Tim Worstall and Dennis the Peasant are having it out with Richard Murphy on tax issues and economic theory in general. Good stuff if you want to see lively minds hammering away (albeit often crossly and at cross purposes) about Basic Principles.

Richard Murphy seems like a Man with a Mission. To get rid of what he calls ‘neo-liberal economics’:

One of the things that will be swept aside as a consequence of the current financial crisis is neo-liberal economics. Much of what is taught as economic theory will have to go with it.
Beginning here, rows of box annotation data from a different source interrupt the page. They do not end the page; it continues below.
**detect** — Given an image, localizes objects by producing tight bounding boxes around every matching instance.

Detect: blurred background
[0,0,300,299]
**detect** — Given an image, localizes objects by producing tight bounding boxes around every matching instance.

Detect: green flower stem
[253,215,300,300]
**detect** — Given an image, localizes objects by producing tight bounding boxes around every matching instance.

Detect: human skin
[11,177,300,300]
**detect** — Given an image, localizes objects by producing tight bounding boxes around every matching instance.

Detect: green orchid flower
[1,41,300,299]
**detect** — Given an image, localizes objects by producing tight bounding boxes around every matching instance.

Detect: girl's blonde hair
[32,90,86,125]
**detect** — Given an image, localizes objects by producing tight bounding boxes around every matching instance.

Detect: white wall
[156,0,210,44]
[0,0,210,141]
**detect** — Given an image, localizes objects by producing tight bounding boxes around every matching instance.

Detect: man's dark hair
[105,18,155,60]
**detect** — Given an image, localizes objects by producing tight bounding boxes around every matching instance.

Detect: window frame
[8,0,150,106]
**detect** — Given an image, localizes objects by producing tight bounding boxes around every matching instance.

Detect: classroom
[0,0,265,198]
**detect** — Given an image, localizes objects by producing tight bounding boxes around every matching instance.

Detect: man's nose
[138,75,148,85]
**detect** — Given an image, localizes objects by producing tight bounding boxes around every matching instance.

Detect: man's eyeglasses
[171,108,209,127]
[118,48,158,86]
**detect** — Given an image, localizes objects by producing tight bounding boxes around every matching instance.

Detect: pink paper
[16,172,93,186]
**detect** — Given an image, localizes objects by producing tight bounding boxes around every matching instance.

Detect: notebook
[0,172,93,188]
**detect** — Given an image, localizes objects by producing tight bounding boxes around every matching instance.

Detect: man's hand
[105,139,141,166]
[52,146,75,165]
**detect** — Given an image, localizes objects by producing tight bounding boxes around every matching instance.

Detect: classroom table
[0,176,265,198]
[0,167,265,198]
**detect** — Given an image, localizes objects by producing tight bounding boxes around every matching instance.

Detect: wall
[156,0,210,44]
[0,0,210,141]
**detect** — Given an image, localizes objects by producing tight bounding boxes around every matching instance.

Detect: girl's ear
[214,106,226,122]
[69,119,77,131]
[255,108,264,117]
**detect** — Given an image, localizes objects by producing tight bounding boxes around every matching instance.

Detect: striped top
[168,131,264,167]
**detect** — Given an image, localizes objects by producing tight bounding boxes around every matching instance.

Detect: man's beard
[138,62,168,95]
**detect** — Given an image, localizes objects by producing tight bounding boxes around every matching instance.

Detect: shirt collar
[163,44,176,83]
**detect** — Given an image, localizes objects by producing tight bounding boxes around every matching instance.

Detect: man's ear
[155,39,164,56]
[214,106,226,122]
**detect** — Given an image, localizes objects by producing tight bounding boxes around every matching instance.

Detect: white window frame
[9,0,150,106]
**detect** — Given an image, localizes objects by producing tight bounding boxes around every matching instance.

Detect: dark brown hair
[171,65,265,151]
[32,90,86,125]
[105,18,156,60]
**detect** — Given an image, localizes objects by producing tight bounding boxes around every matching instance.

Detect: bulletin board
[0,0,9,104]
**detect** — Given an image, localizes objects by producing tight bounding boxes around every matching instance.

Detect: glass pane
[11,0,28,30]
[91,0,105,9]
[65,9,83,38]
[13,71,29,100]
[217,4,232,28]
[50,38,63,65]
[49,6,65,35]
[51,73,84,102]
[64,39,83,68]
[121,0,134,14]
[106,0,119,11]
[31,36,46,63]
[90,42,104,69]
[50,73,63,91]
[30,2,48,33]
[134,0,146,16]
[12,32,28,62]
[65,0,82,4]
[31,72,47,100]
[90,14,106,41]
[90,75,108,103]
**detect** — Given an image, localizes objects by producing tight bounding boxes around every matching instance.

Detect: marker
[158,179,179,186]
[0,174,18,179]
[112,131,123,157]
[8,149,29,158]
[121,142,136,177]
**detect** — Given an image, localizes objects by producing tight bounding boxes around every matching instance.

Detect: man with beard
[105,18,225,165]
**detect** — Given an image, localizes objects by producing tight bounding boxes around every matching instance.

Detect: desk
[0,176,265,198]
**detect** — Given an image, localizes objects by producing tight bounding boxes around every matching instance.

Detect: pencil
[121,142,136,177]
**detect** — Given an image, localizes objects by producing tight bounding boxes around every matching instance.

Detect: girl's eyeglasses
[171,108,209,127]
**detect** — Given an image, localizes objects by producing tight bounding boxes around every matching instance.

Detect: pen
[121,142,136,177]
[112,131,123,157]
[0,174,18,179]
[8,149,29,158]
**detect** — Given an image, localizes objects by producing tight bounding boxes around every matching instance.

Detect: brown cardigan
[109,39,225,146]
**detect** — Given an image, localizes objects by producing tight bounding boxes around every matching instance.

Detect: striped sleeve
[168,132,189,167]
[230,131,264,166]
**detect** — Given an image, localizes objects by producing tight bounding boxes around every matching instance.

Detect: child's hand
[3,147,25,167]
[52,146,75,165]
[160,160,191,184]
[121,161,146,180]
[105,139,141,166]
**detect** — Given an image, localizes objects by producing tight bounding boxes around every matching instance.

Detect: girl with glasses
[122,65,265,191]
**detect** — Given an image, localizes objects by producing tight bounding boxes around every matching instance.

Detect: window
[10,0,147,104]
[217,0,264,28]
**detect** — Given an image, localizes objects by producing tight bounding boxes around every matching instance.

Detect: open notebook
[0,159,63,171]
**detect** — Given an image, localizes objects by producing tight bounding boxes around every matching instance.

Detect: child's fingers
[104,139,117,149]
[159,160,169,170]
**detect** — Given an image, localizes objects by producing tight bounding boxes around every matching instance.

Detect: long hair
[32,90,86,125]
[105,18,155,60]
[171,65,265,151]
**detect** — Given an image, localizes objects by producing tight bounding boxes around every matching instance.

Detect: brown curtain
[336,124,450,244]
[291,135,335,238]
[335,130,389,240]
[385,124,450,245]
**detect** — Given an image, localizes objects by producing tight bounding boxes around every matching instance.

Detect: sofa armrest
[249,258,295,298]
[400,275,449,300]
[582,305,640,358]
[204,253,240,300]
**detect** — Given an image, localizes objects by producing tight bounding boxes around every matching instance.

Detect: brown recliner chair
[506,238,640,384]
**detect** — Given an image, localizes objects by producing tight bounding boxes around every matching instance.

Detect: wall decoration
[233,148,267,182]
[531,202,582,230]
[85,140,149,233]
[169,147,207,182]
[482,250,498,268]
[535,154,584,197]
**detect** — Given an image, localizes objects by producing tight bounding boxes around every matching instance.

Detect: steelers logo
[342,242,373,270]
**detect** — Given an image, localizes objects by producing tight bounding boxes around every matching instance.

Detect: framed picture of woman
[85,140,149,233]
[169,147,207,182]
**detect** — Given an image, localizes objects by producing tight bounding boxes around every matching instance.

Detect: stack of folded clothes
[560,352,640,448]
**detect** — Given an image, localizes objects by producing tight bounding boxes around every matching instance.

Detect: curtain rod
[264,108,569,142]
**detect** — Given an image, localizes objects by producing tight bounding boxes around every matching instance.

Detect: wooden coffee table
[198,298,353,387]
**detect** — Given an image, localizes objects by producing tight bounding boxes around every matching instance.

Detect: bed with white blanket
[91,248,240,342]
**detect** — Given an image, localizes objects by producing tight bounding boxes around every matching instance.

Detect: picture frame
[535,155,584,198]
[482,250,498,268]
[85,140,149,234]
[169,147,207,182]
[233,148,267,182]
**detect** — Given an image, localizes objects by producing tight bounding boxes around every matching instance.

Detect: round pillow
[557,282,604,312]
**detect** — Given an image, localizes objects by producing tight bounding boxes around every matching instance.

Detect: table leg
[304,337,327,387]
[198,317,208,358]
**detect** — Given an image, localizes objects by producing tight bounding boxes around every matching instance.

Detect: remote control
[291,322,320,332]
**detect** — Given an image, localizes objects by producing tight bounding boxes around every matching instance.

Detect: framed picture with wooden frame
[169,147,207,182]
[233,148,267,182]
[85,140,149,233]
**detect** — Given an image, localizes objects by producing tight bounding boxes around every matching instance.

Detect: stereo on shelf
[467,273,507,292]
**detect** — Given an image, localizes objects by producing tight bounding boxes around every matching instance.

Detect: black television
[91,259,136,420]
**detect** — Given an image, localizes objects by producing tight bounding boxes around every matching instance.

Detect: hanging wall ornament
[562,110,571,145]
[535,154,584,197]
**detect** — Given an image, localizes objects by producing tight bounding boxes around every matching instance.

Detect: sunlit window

We will be better off for its demise.

Maybe he’s right and eg the feverish warblings of Naomi Klein will become a new orthodoxy.

In which case we’ll slump into stupid collectivism until an even greater slump hauls as back to our senses, sadder and poorer and maybe a teensy bit wiser.

But what caught my eye in this Murphy piece was the following sweeping claim:

… it is wholly unacceptable that at a time when banks are utterly dependent upon the state for the provision of their equity that they should show such contempt for the state by avoiding their obligation to pay tax.

Is not there a strong and nasty whiff of Liberal Fascism in that sentence?

An implicit idea that as and when the Munificent State deigns to help us, we should grovel in gratitude and turn out our pockets to repay our glorious benefactor?

Insofar as any company has a legal and moral obligation, it is to the people who have invested in it. If that category now includes the state, the state presumably made that investment to help the company stay afloat and make money for its shareholders (including the state).

If in turn that means using the usual rules of international financial dealings to minimise tax, quite right too.

In any case, what if that state investment in banks is incompetently done and starts to create even more ruin?

Or what if the state through its lumbering incompetence has created the whole mess in the first place? If a malevolent giant whacks you to your knees then offers you some coins to help you get back on your feet, should you be pleased and doff your cap in deep respect?

Or what if the state is using all that revenue sucked from the economy for idiotic propaganda? Should we all be placidly uncontemptuously grateful for that?

If ‘neo-liberal economics’ give way to this sort of incoherent collectivist menacing, we really are in a deep mess.